Morandi se pose, elle, en nouveau Vésale, ou plutôt en une espèce de Minerve, la déesse de la sagesse, sortie toute armée du front de Jupiter. Peut-être faut-il y voir un défi à une autre célébrité de l’époque : la philosophe newtonienne Laura Bassi, elle aussi bolonaise, et qui fut, grâce à l’intervention de l’archevêque Lambertini, la première femme à obtenir un diplôme de l’université ; son profil couvert de lauriers se retrouva sur de nombreuses médailles ou portraits, et on la confondait parfois avec la divinité grecque.

Minerve était la patronne des artisans, des arts et des métiers. L’effigie de Morandi n’y fait pas directement allusion : elle a préféré mettre en évidence l’aspect scientifique plutôt qu’artistique de son travail manuel.

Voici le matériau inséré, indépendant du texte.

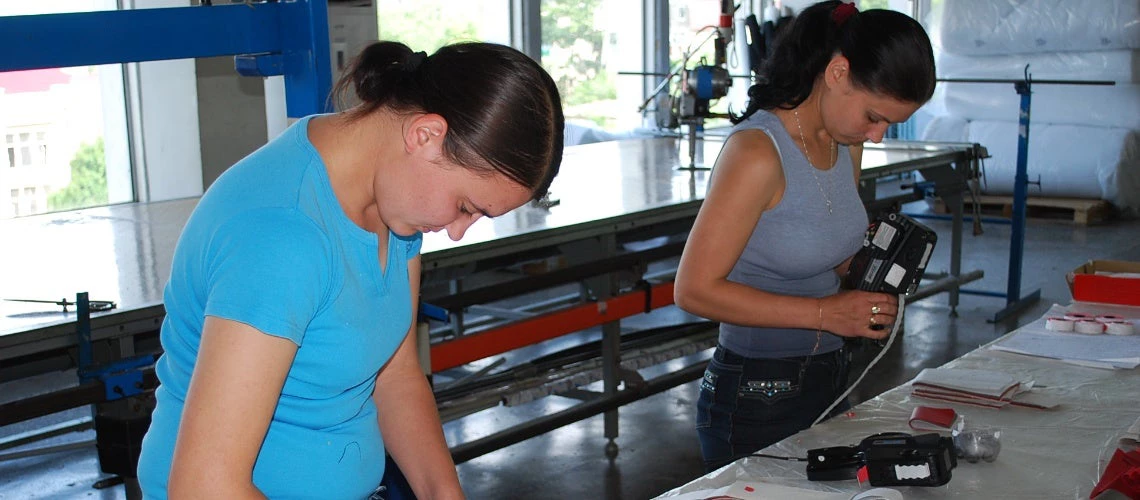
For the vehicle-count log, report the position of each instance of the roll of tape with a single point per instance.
(1089, 327)
(1058, 325)
(1120, 328)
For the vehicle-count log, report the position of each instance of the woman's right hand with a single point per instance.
(857, 313)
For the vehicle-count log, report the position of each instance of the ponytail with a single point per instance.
(503, 109)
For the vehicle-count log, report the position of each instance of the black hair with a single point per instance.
(502, 108)
(889, 54)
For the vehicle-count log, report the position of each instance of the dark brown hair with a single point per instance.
(888, 51)
(502, 108)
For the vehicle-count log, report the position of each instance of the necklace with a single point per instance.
(827, 198)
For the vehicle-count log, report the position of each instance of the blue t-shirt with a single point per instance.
(270, 246)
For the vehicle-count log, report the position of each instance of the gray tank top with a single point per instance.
(796, 246)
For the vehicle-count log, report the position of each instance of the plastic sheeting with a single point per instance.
(978, 27)
(1121, 66)
(1069, 161)
(1074, 105)
(1045, 453)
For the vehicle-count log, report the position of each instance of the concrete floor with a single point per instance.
(657, 444)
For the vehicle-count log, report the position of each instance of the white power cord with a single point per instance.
(890, 339)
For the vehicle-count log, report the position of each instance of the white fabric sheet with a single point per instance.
(1044, 453)
(977, 27)
(1121, 66)
(1075, 105)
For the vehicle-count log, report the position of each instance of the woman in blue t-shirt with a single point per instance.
(290, 363)
(782, 219)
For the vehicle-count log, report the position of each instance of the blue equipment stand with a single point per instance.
(1014, 300)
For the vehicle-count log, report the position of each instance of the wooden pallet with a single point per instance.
(1083, 211)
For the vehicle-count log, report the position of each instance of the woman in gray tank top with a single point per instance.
(782, 219)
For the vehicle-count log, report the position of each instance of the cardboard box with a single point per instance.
(1088, 286)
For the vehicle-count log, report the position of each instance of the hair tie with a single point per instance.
(843, 11)
(414, 60)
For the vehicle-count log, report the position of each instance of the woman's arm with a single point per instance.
(856, 152)
(234, 391)
(408, 417)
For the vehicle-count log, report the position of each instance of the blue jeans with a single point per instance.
(748, 403)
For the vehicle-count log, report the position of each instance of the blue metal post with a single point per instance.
(1014, 300)
(1020, 195)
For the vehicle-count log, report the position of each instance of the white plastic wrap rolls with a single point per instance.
(977, 27)
(1121, 66)
(1075, 105)
(1072, 161)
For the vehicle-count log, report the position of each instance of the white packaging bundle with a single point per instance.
(1079, 105)
(977, 27)
(1121, 66)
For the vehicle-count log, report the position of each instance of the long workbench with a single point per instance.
(1053, 453)
(617, 206)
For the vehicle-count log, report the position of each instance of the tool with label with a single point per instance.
(889, 459)
(894, 255)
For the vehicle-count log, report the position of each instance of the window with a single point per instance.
(55, 124)
(430, 24)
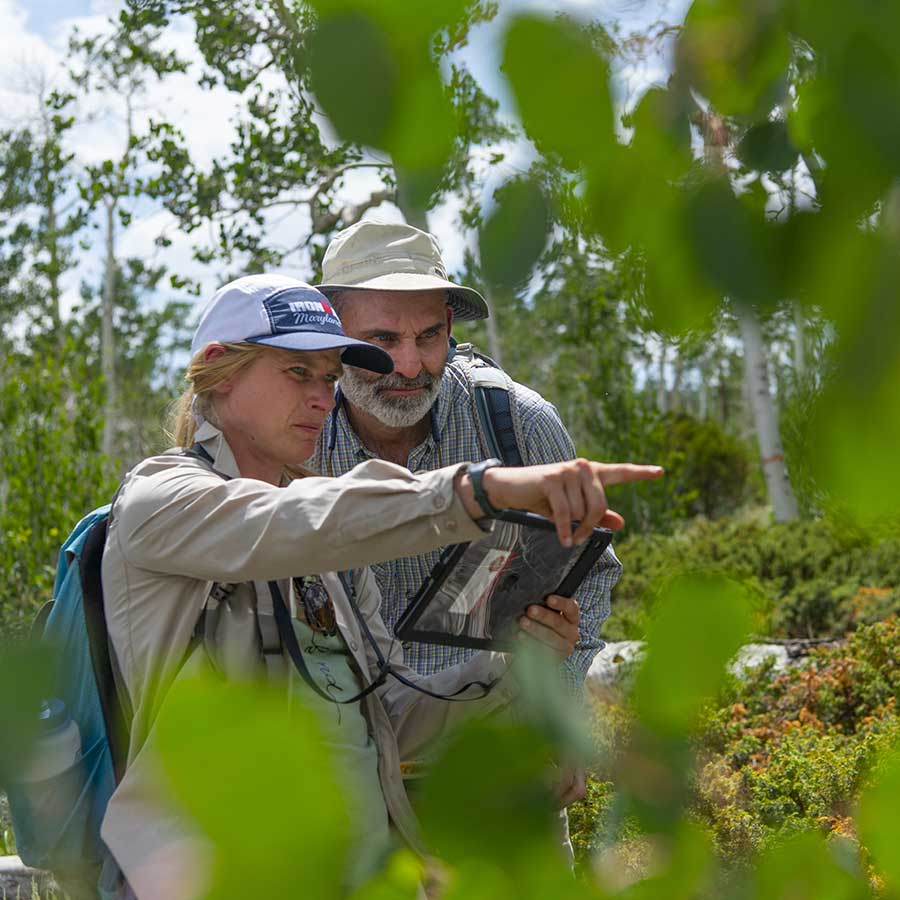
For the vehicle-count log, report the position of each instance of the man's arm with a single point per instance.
(546, 440)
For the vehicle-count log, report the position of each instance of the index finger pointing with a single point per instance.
(622, 473)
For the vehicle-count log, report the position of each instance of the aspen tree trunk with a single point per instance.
(799, 341)
(675, 398)
(703, 389)
(107, 336)
(662, 397)
(756, 373)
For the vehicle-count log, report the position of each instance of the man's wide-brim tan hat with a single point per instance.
(376, 256)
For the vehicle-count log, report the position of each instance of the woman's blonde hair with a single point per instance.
(202, 376)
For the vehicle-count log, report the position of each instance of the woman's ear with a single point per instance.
(211, 352)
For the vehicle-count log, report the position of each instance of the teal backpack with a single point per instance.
(57, 821)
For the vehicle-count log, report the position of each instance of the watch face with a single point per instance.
(318, 609)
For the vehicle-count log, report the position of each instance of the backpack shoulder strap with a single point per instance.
(113, 700)
(493, 393)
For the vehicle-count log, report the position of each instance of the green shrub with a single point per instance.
(791, 752)
(777, 753)
(811, 579)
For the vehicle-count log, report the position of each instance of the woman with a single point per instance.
(210, 531)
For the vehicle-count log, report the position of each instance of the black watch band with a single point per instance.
(476, 475)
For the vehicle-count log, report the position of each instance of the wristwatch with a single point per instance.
(476, 475)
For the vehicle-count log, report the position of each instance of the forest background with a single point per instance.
(686, 221)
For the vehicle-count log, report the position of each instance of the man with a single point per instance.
(267, 354)
(389, 286)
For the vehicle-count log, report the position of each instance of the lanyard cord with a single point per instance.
(292, 645)
(386, 668)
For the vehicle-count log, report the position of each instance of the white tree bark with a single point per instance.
(799, 341)
(662, 396)
(108, 336)
(756, 374)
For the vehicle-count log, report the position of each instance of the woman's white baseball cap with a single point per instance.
(280, 311)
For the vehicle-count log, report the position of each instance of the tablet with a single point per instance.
(476, 592)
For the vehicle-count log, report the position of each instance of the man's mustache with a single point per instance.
(398, 382)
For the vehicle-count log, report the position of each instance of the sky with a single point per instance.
(33, 37)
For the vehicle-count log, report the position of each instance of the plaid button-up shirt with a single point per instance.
(454, 438)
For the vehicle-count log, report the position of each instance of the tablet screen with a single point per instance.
(476, 592)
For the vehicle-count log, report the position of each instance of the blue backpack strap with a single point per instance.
(493, 404)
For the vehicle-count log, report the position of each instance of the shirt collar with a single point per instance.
(213, 442)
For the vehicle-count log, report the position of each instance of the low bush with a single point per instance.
(778, 753)
(811, 579)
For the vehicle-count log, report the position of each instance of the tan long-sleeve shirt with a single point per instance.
(177, 528)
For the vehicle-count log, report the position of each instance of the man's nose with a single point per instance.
(407, 360)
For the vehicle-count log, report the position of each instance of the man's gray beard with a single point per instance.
(395, 412)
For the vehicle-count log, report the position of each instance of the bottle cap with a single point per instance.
(53, 716)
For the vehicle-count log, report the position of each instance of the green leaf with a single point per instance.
(561, 85)
(879, 826)
(767, 147)
(732, 245)
(512, 238)
(736, 54)
(26, 679)
(697, 627)
(354, 76)
(260, 785)
(805, 868)
(487, 797)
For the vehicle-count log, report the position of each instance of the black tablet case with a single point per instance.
(475, 593)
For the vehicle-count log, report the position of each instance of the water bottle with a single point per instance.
(58, 745)
(49, 789)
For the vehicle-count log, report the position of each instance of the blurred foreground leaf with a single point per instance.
(697, 626)
(260, 785)
(26, 676)
(355, 77)
(561, 84)
(736, 54)
(545, 703)
(805, 867)
(373, 70)
(854, 432)
(514, 235)
(879, 824)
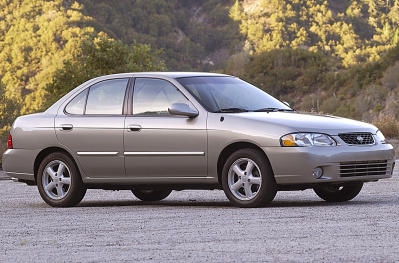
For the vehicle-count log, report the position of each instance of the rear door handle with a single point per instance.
(66, 127)
(134, 127)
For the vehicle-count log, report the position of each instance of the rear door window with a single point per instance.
(77, 104)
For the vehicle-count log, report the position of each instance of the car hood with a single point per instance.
(308, 122)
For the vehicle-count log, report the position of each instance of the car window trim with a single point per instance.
(130, 114)
(84, 106)
(87, 96)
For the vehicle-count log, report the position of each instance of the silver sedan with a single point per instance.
(152, 133)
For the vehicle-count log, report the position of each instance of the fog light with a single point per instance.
(317, 172)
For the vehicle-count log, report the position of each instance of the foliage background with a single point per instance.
(333, 56)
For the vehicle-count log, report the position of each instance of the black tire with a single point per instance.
(76, 190)
(338, 193)
(268, 187)
(150, 194)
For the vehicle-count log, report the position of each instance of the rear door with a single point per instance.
(161, 145)
(91, 127)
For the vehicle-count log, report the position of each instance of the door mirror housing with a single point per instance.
(182, 109)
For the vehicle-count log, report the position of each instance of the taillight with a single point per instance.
(9, 141)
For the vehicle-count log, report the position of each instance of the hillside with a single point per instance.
(337, 56)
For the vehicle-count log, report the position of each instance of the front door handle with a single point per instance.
(134, 127)
(66, 127)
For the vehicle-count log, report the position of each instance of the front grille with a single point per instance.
(357, 138)
(363, 168)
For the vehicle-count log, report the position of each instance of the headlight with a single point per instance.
(380, 137)
(307, 139)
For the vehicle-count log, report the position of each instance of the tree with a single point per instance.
(101, 55)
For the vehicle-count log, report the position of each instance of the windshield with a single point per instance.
(230, 94)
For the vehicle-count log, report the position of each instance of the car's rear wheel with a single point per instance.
(339, 193)
(247, 179)
(151, 194)
(59, 181)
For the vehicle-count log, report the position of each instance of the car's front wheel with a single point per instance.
(59, 181)
(247, 179)
(339, 193)
(150, 194)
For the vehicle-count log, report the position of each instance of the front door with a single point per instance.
(161, 145)
(91, 127)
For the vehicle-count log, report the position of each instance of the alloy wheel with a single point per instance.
(244, 179)
(56, 179)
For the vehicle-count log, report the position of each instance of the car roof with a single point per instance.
(173, 75)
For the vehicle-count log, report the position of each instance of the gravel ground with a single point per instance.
(200, 226)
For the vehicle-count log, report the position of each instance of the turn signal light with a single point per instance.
(9, 141)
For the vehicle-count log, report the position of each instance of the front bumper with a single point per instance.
(294, 165)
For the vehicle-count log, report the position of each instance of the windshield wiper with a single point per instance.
(232, 110)
(272, 110)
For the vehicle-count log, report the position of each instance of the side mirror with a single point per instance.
(183, 110)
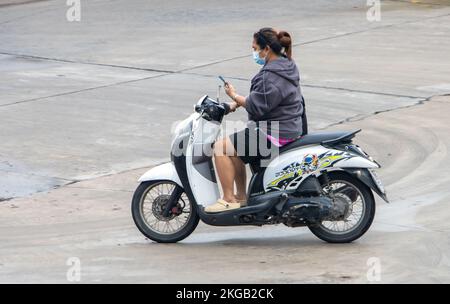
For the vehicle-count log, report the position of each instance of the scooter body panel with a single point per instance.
(288, 170)
(164, 171)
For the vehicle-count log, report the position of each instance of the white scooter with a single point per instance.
(322, 181)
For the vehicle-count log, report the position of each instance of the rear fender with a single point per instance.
(165, 171)
(364, 176)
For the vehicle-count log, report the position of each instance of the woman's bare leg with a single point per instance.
(240, 178)
(225, 168)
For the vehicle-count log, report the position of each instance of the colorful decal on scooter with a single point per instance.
(310, 164)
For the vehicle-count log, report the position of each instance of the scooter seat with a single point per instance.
(321, 138)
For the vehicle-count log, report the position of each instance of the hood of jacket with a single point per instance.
(285, 68)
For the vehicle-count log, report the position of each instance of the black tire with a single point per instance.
(367, 217)
(139, 219)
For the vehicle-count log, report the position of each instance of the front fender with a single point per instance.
(165, 171)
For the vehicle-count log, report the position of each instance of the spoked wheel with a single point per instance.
(157, 222)
(357, 204)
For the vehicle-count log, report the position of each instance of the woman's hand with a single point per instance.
(229, 89)
(233, 106)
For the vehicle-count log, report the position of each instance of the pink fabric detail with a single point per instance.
(279, 142)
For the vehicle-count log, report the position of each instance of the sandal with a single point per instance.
(222, 205)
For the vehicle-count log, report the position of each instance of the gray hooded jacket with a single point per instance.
(275, 96)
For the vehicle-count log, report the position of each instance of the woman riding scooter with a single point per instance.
(275, 98)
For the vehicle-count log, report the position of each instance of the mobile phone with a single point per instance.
(223, 80)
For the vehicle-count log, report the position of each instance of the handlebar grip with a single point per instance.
(227, 108)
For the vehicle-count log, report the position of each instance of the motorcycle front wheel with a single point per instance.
(358, 202)
(148, 205)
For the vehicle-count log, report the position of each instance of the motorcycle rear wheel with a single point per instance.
(147, 205)
(334, 231)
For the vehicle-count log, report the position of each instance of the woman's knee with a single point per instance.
(224, 147)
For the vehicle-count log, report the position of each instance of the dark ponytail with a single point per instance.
(279, 42)
(286, 42)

Et pourtant, c’est bien à la fois en artiste et en scientifique qu’elle contemple le corps humain. Si son regard dissèque et sculpte en même temps, elle doit cette acuité à sa connaissance pratique et esthétique, un savoir qu’elle synthétisa en le portant à un autre niveau. Sa dextérité parvenait à interrompre l’inexorable processus de décomposition et elle rétablissait ainsi l’ordre et la cohérence du cerveau mis à nu, tout en lui rendant par la même occasion son intelligibilité, sa fonctionnalité, sa vérité universelle et même, oui, sa beauté, claire et précise.